If a coil spring is tapered, the larger diameter end is less stiff than the smaller diameter end (as a result of the geometry), so, initially, the coil tends to compress more at the large end than the small end. As large-diameter coils bottom out, the stiffer, smaller diameter coils begin to compress more, with a net result that the spring pushes back harder at a rate that is greater than linear. If our tapered spring pushed back with one pound for one inch of compression, it might push back with three pounds of force for two inches of compression.
Tapered springs can be nice for vehicle suspensions (soft ride for small bumps, but get stiff to prevent totally bottoming out for really rough roads or fast driving). For piston valves, a tapered spring will be pushing up relatively harder in the down position than will a parallel spring, so that would tend to get a valve moving back up faster than with a parallel spring. On the down side, the tapered spring's lower force with the valve up would be less likely to move a slightly-sluggish valve back up the top of its travel after a very slight deflection.
Tapered springs also have different (and more complex) oscillations than constant-cross-section springs, and some people believe they damp out internal oscillations faster. With the exception of buzzing springs (caused by a two or more coils of a lopsided spring vibrating against each other), spring oscillation is not much of a problem with piston valves.
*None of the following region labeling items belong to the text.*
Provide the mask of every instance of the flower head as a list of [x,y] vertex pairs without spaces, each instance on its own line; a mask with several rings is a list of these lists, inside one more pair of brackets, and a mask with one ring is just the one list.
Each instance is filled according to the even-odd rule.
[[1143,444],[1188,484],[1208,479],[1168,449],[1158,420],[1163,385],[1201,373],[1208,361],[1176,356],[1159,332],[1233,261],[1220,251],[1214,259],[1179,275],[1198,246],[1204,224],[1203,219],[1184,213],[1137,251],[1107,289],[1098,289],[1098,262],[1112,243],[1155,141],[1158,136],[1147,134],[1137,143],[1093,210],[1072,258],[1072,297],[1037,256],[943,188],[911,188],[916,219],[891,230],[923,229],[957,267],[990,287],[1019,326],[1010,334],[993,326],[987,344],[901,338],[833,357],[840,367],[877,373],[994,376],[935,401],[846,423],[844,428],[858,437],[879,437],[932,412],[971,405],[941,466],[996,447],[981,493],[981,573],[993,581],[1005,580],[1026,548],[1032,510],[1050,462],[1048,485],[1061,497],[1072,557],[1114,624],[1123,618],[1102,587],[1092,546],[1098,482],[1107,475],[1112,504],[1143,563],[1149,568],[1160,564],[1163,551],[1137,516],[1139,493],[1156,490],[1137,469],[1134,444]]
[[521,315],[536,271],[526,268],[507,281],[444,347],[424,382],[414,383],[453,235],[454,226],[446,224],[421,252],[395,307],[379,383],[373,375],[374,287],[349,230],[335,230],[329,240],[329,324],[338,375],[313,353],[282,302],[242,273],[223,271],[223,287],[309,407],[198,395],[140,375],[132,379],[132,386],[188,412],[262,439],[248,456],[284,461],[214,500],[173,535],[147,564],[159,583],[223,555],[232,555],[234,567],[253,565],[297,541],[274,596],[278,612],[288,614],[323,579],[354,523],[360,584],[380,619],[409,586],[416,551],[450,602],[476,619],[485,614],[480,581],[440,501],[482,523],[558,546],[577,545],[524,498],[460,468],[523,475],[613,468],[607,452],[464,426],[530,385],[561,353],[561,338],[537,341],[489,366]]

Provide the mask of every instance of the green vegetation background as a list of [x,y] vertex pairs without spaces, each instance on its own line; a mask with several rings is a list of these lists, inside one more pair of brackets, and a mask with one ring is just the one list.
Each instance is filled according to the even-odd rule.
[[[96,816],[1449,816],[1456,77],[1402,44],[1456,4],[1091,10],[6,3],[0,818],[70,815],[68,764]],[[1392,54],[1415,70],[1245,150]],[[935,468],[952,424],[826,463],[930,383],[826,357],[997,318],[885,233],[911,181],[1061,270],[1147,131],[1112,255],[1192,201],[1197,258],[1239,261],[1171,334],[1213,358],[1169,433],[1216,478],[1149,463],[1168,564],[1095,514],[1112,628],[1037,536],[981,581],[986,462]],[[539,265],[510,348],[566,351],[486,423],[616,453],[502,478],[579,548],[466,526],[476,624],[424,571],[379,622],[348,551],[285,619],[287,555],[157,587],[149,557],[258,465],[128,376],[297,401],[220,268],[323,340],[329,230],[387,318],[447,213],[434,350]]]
Dramatically tapered springs can nest as they compress, so the compressed spring height is much less than for a constant-cross-section spring. This might allow for shorter casings in a new design, or might allow larger-diameter spring wire to be used without running out of spring travel. This gives the valve designer more options, but casing height is not a terribly important parameter for tuba design.
Tapered springs are a little more expensive to manufacture than parallel springs, but only slightly more for single-tapered springs (hourglass-shaped springs are another matter, and require much more elaborate tooling). For that matter, clockwork springs are much more involved to wind than coil springs, and require very special tooling.
Finally, a well-designed spring that is properly stress relieved after manufacturing should not ``lose its spring'' in use, particularly for compression springs that just (safely) bottoms out when overloaded.